- Directed by: Francesca Archibugi
- Starring: Stefania Sandrelli; Marco Messeri; Debora Caprioglio; Alessia Fugardi; Fabio Modesti; Gabriele Bocciarelli; Ángela Molina; Laura Betti;
- Cinematography: Giuseppe Lanci
- Edited by: Roberto Perpignani
- Music by: Battista Lena
- Release date: 22 December 1994;
- Country: Italy
- Language: Italian

= With Closed Eyes =

1994 film by Francesca Archibugi

With Closed Eyes (Con gli occhi chiusi) is a 1994 Italian drama film written and directed by Francesca Archibugi.
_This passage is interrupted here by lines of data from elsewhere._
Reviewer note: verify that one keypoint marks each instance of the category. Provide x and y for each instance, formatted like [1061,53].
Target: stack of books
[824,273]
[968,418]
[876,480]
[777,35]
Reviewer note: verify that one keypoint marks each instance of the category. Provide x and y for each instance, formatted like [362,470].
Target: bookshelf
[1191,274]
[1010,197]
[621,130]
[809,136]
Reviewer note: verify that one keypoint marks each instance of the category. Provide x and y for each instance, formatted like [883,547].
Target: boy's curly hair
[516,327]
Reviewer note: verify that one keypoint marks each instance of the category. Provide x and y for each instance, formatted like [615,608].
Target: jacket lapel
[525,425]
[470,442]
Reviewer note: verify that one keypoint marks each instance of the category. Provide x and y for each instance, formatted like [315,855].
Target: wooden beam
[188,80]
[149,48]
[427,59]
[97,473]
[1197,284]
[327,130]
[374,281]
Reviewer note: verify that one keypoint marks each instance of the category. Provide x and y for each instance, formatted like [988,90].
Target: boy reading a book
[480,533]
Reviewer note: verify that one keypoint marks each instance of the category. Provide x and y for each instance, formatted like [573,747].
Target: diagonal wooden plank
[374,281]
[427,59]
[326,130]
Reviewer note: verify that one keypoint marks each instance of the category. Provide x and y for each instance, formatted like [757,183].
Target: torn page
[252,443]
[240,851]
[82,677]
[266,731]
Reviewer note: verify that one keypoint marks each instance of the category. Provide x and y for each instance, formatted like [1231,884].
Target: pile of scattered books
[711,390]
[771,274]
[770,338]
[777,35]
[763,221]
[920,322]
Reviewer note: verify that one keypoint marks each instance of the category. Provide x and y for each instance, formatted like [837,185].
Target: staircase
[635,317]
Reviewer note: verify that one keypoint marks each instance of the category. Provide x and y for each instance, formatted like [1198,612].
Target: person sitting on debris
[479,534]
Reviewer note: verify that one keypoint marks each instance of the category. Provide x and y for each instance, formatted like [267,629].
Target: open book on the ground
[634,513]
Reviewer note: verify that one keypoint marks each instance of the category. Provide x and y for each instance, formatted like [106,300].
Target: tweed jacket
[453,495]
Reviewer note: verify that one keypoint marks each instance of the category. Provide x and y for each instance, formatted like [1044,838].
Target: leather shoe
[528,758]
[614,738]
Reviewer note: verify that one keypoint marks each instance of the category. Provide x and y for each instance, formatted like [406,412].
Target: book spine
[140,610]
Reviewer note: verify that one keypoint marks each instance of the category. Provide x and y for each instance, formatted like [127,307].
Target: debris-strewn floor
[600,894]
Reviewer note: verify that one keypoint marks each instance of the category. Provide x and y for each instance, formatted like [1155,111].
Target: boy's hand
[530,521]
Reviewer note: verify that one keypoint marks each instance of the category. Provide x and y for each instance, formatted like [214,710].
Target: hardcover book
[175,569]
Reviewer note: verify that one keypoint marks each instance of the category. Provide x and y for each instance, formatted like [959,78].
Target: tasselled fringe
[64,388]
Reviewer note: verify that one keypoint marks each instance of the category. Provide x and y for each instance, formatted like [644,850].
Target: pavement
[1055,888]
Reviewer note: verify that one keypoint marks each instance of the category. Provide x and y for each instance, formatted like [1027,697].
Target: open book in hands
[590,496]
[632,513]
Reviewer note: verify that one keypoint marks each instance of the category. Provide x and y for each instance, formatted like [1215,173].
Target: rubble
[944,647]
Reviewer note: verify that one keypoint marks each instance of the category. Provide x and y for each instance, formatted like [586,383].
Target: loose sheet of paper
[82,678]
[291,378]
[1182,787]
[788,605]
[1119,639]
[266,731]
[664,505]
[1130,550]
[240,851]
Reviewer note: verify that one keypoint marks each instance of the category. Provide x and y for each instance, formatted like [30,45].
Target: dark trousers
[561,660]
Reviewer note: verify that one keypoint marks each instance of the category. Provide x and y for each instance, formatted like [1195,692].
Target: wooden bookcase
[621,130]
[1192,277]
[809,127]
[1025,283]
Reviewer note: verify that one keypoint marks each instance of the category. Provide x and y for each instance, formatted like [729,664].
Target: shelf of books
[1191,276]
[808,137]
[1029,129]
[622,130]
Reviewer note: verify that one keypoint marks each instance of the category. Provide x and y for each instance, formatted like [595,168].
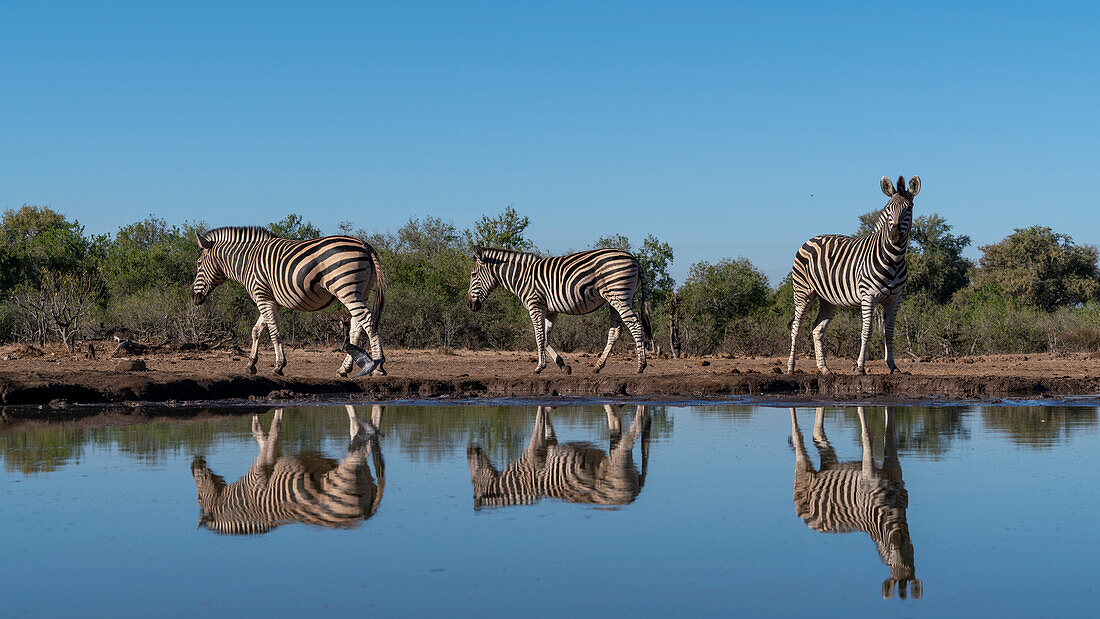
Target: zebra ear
[888,187]
[888,588]
[914,185]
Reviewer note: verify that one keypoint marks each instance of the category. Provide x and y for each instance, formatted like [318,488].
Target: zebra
[571,472]
[573,284]
[301,488]
[847,272]
[858,496]
[299,275]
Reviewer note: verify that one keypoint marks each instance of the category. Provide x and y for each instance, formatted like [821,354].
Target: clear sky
[726,129]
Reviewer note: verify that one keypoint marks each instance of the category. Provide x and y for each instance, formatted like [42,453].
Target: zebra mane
[497,254]
[240,233]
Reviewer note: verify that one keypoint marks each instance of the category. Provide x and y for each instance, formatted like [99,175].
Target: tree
[868,222]
[34,240]
[936,266]
[656,258]
[504,231]
[149,254]
[294,227]
[1042,268]
[714,295]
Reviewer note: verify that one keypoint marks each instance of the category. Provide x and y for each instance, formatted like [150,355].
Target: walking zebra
[858,496]
[571,472]
[847,272]
[298,275]
[575,284]
[301,488]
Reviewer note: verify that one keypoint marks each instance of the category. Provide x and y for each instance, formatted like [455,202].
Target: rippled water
[509,510]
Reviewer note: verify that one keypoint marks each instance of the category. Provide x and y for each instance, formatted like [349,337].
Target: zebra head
[898,553]
[898,214]
[483,279]
[209,486]
[209,274]
[483,476]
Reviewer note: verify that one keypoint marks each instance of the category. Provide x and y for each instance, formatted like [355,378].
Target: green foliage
[715,295]
[504,231]
[1036,290]
[1042,268]
[34,240]
[868,222]
[936,266]
[294,227]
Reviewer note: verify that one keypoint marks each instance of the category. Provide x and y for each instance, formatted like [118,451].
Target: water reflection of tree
[919,430]
[1038,427]
[426,432]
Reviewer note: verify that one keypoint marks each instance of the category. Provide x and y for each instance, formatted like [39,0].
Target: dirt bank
[62,378]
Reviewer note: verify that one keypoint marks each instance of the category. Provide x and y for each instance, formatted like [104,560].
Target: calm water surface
[650,510]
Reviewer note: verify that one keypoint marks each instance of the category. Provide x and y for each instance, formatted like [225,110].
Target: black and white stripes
[570,472]
[304,488]
[298,275]
[574,284]
[858,496]
[846,272]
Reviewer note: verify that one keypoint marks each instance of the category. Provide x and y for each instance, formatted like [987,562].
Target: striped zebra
[858,496]
[570,472]
[301,488]
[574,284]
[299,275]
[847,272]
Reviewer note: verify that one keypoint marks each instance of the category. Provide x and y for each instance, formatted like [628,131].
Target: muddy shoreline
[58,380]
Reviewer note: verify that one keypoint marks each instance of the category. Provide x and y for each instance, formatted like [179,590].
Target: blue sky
[725,129]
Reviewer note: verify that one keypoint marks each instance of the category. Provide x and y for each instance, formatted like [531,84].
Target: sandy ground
[29,378]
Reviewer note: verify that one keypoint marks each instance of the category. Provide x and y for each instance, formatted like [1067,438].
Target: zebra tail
[380,294]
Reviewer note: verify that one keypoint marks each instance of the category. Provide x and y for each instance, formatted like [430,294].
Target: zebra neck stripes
[299,275]
[846,272]
[573,284]
[858,496]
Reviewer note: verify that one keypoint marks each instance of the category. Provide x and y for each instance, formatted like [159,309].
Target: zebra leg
[867,308]
[550,318]
[256,332]
[825,313]
[801,456]
[354,332]
[371,328]
[613,332]
[889,312]
[825,451]
[865,439]
[634,324]
[270,312]
[800,308]
[540,338]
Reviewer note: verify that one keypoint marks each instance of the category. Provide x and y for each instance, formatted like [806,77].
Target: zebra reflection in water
[571,472]
[300,488]
[858,496]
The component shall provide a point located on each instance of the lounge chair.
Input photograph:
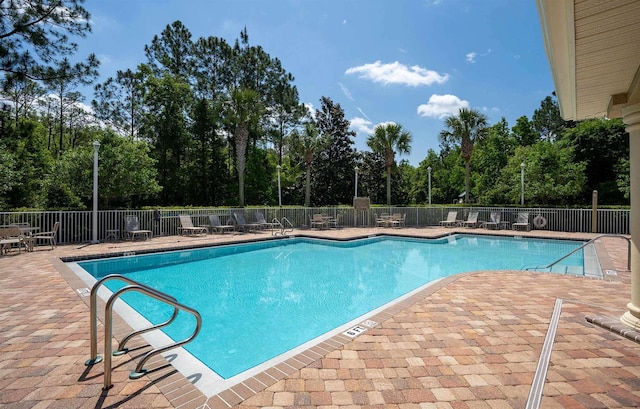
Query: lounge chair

It is based on the novel with the same name written by Federigo Tozzi.

For his performance Marco Messeri won the Nastro d'Argento for best supporting actor.

== Cast ==
- Debora Caprioglio: Ghisola, adult
- Marco Messeri: Domenico
- Stefania Sandrelli: Anna
- Alessia Fugardi: Ghisola, young age
- Gabriele Bocciarelli: Pietro, young age
- Ángela Molina: Rebecca
- Fabio Modesti: Pietro, adult
- Sergio Castellitto: Alberto
- Margarita Lozano: Masa
- Laura Betti: Beatrice
- Nada: singer
==Reception==
Despite its Christmas release, the film failed to find an audience.